Wyjechał, choć widok zasłaniała mu ciężarówka. Zderzył się z toyotą
11:55 19-10-2017
Do zdarzenia doszło w czwartek rano na węźle Węglin. Zderzyły się tam dwa samochody osobowe: ford i toyota. Na miejscu interweniowały służby ratunkowe.
Jak wstępnie ustalono, kierujący fordem mężczyzna wyjeżdżał z obwodnicy. Widok miała mu zasłonić ciężarówka. Wtedy doprowadził do zderzenia z toyotą. Oboje kierowcy opuścili pojazdy o własnych siłach.
Przez ponad godzinę występowały utrudnienia w ruchu. Policjanci ustalają teraz szczegółowe okoliczności zdarzenia.
Galeria zdjęć
(fot. lublin112, nadesłane Łukasz)
2017-10-19 11:48:55
Obój. Instrument taki.
Jeśli drugim samochodem kierowała kobieta, to jest w miarę ok, chociaż zgrabniej byłoby „oboje kierujący”.

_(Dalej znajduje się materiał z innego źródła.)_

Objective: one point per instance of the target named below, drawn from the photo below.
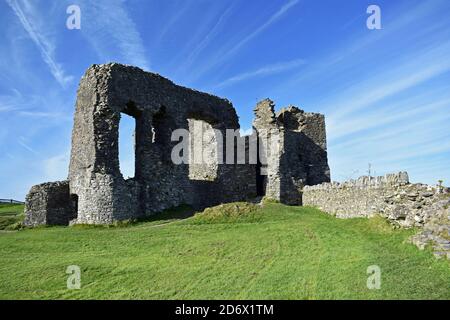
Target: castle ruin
(97, 193)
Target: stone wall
(295, 148)
(392, 196)
(49, 204)
(159, 107)
(100, 193)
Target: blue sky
(385, 93)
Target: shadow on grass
(164, 217)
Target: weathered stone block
(49, 204)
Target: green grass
(283, 253)
(10, 215)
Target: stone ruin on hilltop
(97, 193)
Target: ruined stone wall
(296, 155)
(294, 142)
(159, 107)
(392, 196)
(49, 204)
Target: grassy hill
(244, 252)
(10, 215)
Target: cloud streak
(25, 12)
(109, 28)
(264, 71)
(230, 51)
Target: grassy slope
(283, 253)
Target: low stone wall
(392, 196)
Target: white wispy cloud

Jeśli zaś obaj kierowcy byli mężczyznami, to redaktor się czegoś nowego nauczy, o ile czyta komentarze.
No i kolejny… też mu mrugali? Nic nie widzę… to jadę….
Chociaż mi ostatnio też się tak zrobiło – wyjeżdżam z parkingu osiedlowego a przednia szyba zaczyna się robić biała, coraz bardziej biała – zachodzi parą i to momentalnie – jakby ktoś mleko na niej rozlał. Przystanąć nie ma gdzie – z tyłu auta… i jedź przez osiedle na czuja…
„Przystanąć nie ma gdzie” – samolotem leciałeś i potrzebujesz lotniska, żeby się zatrzymać, tym bardziej na osiedlówce?
Gdybyś zderzył się z kimś/z czymś to też byś się nie zatrzymał?
No i co z tego, że z tyłu auta? Bezpieczeństwo jest ważniejsze niż kilka minut na przetarcie szyby.
Masz się czym chwalić. Jeżeli nie potrafisz zapewnić sobie odpowiedniej widoczności kierując pojazdem – to powinieneś inny środek transportu sobie zapewnić.
Masz do wyboru: autobus, taxi, rower – szybka Ci w nim nie zaparuje.
„Wam kury szczać prowadzić, a nie pojazdy prowadzić”.
Czyz wczoraj nie pisalem o koniecznisci zamontowania sygnalizacji na kazdym zjezdzie bo prawo jazdy dostaja idioci
oj Franiu jakiś Ty pusty normalnie świętszy od Papieża , zawsze sumienny , w zabudowanym 49,9 km/h nie rób z siebie kretyna
Na pewno nie wiele szybciej. Nie mam z tym żadnego problemu, żeby przestrzegać ograniczeń prędkości. Jakbym rozwoził pizzę albo był kurierem, to być może inaczej do tego podchodził.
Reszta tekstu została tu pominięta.